# Looking at a 2001 Audi A4 2.8 Quattro, Need your thoughts on this car please. Thanks



## 89jett (Jan 28, 2003)

Hello I am looking at buying a 2001 Audi A4 2.8 Quattro it has a 150,000 miles on it. the car is actually in very good condition both inside and outside. the only problem on the inside is the middle display in between the speedometer and rpm gauge is broken. I can see some things but not all. I took it for a test drive and it seems to drive really nice and sturdy I did find out that is was burning some oil off the engine when it got hot, I was thinking that maybe the valve cover gasket could be bad but im not sure, any ideas would be great. the transmission shifts nice and it runs really quite. is there anything that anyone can tell me to look out for. I did a Carfax and the title is clean. it has been in a few fender benders but nothing serious. I have had many volkswagons but no audi's so if anyone can tell me what to look for that would be great!

Thanks so much


----------



## V24 (Jun 22, 2011)

an audi with that many miles = problems especially with the 2.8L engine audis are fun to drive but they have so many problems and its not cheap to fix them and the parts are expensive too go for something else but not an old audi


----------



## O_o (Nov 12, 2009)

89jett said:


> Hello I am looking at buying a 2001 Audi A4 2.8 Quattro it has a 150,000 miles on it.


That's about average mileage for an 11 year old car. The engine is pretty much bulletproof, it's the chassis that's a bugger. The front suspension control arms in particular, but the engine, trans, and diff mounts, and rear wheel bearings are also problematic. A lot of people have had problems with their automatic transmissions. Also, the catpipes are $uper expen$ive, and if you need to take emissions tests, you might have to buy OEM when they need replacement. I'd have a mechanic you trust take a very close look at the chassis and exhaust.
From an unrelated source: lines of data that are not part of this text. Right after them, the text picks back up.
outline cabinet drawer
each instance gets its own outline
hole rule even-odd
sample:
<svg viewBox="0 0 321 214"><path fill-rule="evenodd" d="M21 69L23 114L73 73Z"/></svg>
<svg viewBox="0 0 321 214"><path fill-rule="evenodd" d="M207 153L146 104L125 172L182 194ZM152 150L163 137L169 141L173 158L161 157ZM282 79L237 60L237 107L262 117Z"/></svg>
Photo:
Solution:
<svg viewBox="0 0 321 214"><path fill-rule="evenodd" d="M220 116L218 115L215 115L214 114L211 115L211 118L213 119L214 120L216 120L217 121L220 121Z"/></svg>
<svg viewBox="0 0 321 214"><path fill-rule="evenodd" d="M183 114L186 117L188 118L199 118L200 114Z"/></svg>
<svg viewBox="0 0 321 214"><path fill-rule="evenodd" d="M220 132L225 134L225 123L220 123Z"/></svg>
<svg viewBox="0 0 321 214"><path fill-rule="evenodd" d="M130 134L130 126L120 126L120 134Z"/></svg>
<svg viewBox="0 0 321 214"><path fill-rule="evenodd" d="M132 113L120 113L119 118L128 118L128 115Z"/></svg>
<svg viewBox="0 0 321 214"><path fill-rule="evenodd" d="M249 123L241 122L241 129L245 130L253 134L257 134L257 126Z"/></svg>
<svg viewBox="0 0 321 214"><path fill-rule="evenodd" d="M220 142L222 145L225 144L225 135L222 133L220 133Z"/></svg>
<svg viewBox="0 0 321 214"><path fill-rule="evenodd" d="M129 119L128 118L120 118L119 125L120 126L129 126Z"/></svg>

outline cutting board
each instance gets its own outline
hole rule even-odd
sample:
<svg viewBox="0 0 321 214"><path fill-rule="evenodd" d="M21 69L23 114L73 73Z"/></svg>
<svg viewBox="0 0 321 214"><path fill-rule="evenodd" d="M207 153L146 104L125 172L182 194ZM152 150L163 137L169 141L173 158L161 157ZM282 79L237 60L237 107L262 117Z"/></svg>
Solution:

The main engine issue, off the top of my head, is the PCV hoses and valves that get clogged. It's a pretty easy DIY, and while it's a lot of money for some cheap bits of plastic, it's not going to cause you to have to remortgage your home.



89jett said:


> the only problem on the inside is the middle display in between the speedometer and rpm gauge is broken.


Is it broken, or just turned off? Try the button under the turn signal stalk -- or is it the wiper stalk? Well, it's one or the other.



89jett said:


> I did find out that is was burning some oil off the engine when it got hot, I was thinking that maybe the valve cover gasket could be bad but im not sure, any ideas would be great.


The smoke is coming from the engine compartment? In all likelihood, that would be the infamous PCV constipation, which eventually manifests itself as a leaky valve cover gasket.



89jett said:


> I did a Carfax and the title is clean. it has been in a few fender benders but nothing serious. I have had many volkswagons but no audi's so if anyone can tell me what to look for that would be great!


Carfax is pretty much useless, but I guess it's not bad news that it's clean. For the most part, Audi is an expensive way of saying VW. All chassis and engine parts on the B5 A4 (98-01) are interchangeable with those on the V6 Passat 4Mo of the same generation.


----------



## Disturbd1 (Jan 26, 2007)

I can vouch for pretty much all of this. I've got a '99 B5 A4 30v, myself. It had ~89k miles when I got it, but had just had all the major items tended to (timing belt, water pump, gaskets, seals, even a new clutch I believe).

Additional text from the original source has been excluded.